How to handle MySQL deadlock situations on an application level?
A transaction can fail. Deadlock is a case of fail, you could have more fails in serializable levels as well. Transaction isolation problems is a nightmare. Trying to avoid fails is the bad way I think.
I think any well written transaction code should effectively be prepared for failing transactions.
As you have seen recording queries and replaying them is not a solution, as when you restart your transaction the database has moved. If it were a valid solution the SQL engine would certainly do that for you. For me the rules are:
- redo all your reads inside the transactions (any data you have read outside may have been altered)

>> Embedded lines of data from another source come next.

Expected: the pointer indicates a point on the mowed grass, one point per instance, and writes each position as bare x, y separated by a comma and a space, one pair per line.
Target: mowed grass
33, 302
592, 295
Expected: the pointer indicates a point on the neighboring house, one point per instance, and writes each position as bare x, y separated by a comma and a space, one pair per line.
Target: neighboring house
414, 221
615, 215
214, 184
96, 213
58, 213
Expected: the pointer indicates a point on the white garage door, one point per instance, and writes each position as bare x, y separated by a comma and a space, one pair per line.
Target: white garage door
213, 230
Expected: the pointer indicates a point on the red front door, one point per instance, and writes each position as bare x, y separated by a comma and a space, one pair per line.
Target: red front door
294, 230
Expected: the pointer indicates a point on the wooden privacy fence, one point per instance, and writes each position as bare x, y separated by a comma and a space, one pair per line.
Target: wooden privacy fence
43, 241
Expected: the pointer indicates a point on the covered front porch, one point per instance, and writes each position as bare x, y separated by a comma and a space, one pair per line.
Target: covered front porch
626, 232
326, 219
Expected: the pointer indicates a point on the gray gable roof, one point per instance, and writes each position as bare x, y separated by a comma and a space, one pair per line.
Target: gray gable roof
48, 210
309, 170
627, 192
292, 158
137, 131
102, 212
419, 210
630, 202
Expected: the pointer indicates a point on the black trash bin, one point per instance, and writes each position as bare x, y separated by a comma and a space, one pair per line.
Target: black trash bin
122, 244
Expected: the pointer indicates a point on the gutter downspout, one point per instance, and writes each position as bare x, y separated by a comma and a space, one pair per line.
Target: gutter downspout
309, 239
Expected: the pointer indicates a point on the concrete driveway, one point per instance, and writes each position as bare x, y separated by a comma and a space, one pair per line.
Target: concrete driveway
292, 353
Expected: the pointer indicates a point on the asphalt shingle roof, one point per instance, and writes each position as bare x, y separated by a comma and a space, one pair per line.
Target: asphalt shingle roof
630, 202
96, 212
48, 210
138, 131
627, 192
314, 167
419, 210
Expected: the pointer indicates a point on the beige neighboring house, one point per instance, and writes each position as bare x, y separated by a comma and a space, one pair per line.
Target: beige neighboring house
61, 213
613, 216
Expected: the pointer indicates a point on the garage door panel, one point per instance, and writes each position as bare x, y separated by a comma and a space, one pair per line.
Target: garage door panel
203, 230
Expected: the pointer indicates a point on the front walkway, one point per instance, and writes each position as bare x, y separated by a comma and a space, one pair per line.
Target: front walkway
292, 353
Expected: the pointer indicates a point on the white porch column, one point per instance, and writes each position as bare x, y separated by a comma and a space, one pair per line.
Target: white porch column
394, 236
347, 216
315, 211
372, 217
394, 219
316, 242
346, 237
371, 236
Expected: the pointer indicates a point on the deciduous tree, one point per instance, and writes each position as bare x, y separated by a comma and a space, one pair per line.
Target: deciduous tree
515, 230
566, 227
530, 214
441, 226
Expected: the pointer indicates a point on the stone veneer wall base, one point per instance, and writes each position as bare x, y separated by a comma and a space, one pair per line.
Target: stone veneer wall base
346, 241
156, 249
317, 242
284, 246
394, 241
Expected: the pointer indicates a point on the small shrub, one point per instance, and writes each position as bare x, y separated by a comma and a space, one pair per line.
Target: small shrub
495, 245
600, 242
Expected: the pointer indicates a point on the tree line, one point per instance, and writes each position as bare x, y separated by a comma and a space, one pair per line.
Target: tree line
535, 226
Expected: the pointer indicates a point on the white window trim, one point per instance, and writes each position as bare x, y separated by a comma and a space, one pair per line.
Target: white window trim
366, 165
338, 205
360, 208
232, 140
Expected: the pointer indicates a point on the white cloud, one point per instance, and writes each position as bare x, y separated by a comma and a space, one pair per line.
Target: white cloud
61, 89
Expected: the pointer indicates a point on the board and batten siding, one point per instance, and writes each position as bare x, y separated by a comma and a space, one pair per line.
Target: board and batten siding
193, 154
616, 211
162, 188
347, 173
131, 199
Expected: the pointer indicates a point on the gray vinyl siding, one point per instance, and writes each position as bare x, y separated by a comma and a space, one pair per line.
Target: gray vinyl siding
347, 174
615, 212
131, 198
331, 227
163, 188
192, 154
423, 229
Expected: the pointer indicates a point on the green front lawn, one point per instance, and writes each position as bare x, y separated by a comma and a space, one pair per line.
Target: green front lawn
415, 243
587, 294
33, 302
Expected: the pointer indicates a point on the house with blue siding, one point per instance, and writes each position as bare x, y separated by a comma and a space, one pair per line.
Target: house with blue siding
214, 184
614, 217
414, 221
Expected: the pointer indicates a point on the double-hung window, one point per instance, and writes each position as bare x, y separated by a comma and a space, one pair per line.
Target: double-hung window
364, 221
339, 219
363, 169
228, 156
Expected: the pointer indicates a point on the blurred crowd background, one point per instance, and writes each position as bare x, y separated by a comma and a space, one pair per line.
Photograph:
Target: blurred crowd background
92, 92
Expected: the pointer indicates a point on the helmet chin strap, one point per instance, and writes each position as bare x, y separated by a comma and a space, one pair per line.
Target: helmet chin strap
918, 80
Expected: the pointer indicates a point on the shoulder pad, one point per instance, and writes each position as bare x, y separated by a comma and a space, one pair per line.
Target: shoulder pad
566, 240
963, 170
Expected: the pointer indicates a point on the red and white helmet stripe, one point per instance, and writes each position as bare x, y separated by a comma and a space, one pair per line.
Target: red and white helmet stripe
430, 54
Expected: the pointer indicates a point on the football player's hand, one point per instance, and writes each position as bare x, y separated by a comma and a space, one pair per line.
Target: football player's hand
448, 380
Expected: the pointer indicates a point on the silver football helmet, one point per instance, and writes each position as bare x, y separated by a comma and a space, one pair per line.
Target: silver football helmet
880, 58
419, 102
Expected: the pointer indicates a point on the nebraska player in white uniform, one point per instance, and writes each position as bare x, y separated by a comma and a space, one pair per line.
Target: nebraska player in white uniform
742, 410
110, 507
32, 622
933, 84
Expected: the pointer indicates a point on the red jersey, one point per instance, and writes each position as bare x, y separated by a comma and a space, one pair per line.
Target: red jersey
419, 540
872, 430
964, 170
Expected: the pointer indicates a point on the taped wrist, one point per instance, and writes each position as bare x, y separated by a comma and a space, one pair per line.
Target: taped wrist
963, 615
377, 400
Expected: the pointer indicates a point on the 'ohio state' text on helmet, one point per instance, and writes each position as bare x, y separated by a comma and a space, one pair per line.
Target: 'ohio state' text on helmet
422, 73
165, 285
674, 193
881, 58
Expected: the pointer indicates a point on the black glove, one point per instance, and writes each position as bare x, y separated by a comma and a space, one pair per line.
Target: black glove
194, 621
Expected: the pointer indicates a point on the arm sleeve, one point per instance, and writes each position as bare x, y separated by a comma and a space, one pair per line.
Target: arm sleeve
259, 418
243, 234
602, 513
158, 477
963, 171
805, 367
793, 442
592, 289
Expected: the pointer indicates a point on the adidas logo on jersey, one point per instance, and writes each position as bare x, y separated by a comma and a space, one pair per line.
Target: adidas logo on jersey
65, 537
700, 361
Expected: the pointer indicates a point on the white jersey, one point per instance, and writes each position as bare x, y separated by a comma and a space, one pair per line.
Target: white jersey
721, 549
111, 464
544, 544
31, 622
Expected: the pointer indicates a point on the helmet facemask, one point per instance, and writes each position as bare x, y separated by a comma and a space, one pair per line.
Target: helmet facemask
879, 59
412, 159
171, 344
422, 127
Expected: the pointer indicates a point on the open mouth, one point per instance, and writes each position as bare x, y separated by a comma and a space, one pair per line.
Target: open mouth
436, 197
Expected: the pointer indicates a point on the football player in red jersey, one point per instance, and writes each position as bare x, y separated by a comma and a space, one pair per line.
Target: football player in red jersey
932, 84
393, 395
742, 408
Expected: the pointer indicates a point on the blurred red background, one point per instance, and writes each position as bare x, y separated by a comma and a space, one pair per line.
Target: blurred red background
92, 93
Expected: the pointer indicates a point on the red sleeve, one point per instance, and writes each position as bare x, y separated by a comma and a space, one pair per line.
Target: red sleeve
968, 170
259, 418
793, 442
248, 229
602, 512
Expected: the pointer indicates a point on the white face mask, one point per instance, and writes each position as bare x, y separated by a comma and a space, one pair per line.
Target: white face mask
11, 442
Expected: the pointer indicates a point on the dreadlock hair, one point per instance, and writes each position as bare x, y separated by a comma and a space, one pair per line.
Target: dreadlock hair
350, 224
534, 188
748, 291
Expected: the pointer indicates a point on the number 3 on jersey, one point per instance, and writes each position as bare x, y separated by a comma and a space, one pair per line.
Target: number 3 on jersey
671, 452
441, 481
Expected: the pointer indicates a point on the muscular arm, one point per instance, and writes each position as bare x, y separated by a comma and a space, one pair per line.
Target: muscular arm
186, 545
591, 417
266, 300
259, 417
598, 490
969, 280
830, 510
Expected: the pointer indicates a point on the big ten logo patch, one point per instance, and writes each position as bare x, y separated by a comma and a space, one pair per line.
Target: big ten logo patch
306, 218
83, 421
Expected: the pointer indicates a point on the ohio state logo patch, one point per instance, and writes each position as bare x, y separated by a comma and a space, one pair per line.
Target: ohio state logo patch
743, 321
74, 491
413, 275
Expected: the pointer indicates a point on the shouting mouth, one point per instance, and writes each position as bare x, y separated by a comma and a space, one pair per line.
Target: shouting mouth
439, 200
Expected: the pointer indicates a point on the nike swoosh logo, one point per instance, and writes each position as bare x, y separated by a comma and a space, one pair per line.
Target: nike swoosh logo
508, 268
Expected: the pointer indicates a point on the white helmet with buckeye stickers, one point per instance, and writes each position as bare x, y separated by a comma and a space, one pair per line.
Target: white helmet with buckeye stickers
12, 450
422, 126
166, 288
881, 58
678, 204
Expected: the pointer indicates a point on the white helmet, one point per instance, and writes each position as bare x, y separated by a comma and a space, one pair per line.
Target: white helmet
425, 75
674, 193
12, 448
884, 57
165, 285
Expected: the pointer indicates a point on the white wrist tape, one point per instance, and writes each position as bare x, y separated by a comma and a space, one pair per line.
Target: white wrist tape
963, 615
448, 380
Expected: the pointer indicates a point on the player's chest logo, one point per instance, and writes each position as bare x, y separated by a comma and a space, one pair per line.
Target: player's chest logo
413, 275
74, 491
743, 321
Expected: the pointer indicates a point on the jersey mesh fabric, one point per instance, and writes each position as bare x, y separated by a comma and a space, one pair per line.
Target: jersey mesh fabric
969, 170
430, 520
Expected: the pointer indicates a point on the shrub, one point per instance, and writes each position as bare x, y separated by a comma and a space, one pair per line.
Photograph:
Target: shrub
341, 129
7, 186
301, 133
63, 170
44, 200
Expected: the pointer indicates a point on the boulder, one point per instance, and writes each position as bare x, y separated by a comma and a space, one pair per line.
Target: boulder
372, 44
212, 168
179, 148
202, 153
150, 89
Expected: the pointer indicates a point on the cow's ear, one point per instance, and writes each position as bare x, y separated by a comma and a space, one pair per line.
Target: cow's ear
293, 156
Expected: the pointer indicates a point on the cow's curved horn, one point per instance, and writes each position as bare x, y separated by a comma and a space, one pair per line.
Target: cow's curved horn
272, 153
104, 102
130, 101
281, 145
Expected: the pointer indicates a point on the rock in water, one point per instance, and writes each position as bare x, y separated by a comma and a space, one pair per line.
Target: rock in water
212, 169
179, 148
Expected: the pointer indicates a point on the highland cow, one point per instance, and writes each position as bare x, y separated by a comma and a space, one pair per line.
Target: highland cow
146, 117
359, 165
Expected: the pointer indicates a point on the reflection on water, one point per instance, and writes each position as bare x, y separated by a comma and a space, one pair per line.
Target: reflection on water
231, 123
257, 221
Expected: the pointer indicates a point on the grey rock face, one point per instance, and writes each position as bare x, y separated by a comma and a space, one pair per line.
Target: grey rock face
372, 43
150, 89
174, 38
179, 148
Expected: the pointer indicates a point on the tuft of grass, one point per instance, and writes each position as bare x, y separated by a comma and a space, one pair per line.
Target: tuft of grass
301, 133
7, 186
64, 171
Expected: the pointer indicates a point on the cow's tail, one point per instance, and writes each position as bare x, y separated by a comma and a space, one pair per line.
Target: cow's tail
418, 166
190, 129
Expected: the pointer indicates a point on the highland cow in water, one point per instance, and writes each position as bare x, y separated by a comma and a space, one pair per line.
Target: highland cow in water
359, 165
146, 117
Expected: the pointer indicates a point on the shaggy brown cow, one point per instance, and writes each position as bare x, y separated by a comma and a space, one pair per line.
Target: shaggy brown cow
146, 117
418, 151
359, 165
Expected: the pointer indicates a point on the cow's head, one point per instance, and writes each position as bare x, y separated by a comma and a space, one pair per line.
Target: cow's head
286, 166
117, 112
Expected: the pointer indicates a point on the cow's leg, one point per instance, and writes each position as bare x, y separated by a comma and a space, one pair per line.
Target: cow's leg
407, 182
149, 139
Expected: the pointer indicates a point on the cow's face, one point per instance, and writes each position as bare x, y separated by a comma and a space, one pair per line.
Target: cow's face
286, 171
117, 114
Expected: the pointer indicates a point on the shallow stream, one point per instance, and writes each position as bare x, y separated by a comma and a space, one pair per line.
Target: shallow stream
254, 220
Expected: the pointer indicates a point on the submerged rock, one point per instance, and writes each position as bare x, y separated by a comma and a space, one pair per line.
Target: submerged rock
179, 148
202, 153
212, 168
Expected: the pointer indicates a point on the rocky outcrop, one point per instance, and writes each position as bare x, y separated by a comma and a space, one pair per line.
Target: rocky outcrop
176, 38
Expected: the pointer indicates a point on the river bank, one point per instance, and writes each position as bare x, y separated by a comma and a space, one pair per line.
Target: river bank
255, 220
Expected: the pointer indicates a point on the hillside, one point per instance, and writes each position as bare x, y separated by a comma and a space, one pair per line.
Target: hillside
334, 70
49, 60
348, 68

- throw everything from previous attempt, if you have written things outside of the transaction (logs, LDAP, anything outside the SGBD) it should be cancelled because of the rollback
- redo everything in fact :-)
This mean a retry loop.
So you have your try/catch block with the transaction inside. You need to add a while
loop with maybe 3 attempts, you leave the while loop if the commit part of the code succeed. If after 3 retry the transaction is still failing then launch an Exception to the user -- so that you do not try an inifinite retry loop, you may have a really big problem in fact --. Note that you should handle SQL error and lock or serializable exception in different ways. 3 is an arbitrary number, you may try a bigger number of attempts.
This may give something like that:
$retry=0;$notdone=TRUE;while( $notdone && $retry<3 ) { try { $transaction->begin(); do_all_the_transaction_stuff(); $transaction->commit(); $notdone=FALSE; } catch( Exception $e ) { // here we could differentiate basic SQL errors and deadlock/serializable errors $transaction->rollback(); undo_all_non_datatbase_stuff(); $retry++; }}if( 3 == $retry ) { throw new Exception("Try later, sorry, too much guys other there, or it's not your day.");}
And that means all the stuff (read, writes, fonctionnal things) must be enclosed in the $do_all_the_transaction_stuff();
. Implying the transaction managing code is in the controllers, the high-level-application-functional-main code, not split upon several low-level-database-access-models objects.